If residual seminoma masses present post chemotherapy or radiotherapy, close monitoring with tumor serum markers and imaging is recommended, especially if residual masses are >3 cm. The Fluorodeoxyglucose (FDG)-PET scanning is a reliable imaging modality with high prognostic value for residual masses post treatment. Patients with positive FDG-PET scans for residual masses should get biopsied.
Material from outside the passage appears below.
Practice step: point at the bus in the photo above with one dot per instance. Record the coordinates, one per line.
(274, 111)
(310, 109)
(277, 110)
Based on histology, further treatment options could include observation, chemotherapy, radiation or surgical resection [25].

Follow up protocols vary based on staging and consist of active surveillance, tumor markers, and imaging (the chest abdominopelvic CT, the brain CT and CXR) [12]. Testicular ultrasound is reserved for ambiguous exams [26]. For stage I seminoma, in the first 2 years post-surgery, tumor markers test and physical exam should be conducted every 4 months, and abdominopelvic CT and CXR every 6 months. In years 3–5, the physical exam and tumor markers test are to be done once per year and abdominopelvic CT on the third and fifth year. For metastatic seminoma, in the first 2 years, tumor markers test, physical exam, and CXR are to be done every 3 months, abdominopelvic CT every 6 months, and the brain and the chest CT every 12 months. For years 3–5, tumor markers, physical exam, and CXR should be done every 6 years, and the chest abdominopelvic CT and the brain CT every 12 months [12].

5. Conclusion

Testicular GCTs are neoplasms encountered frequently in young adults and are rarely seen in the senior adult population. Histologically, seminomas predominate in patients over fifty years old and have retained the phenotype, biologic activity, and malignant potential. Seminomas remain curable and have good prognosis in senior adults even at advanced stages. Treatment regimens similar to younger patients can be employed as long as chemotherapy dosages are empirically reduced, and precautions are taken to mitigate chemotherapy-related toxicities.

Conflicts of Interest

The authors declare that they have no conflicts of interest.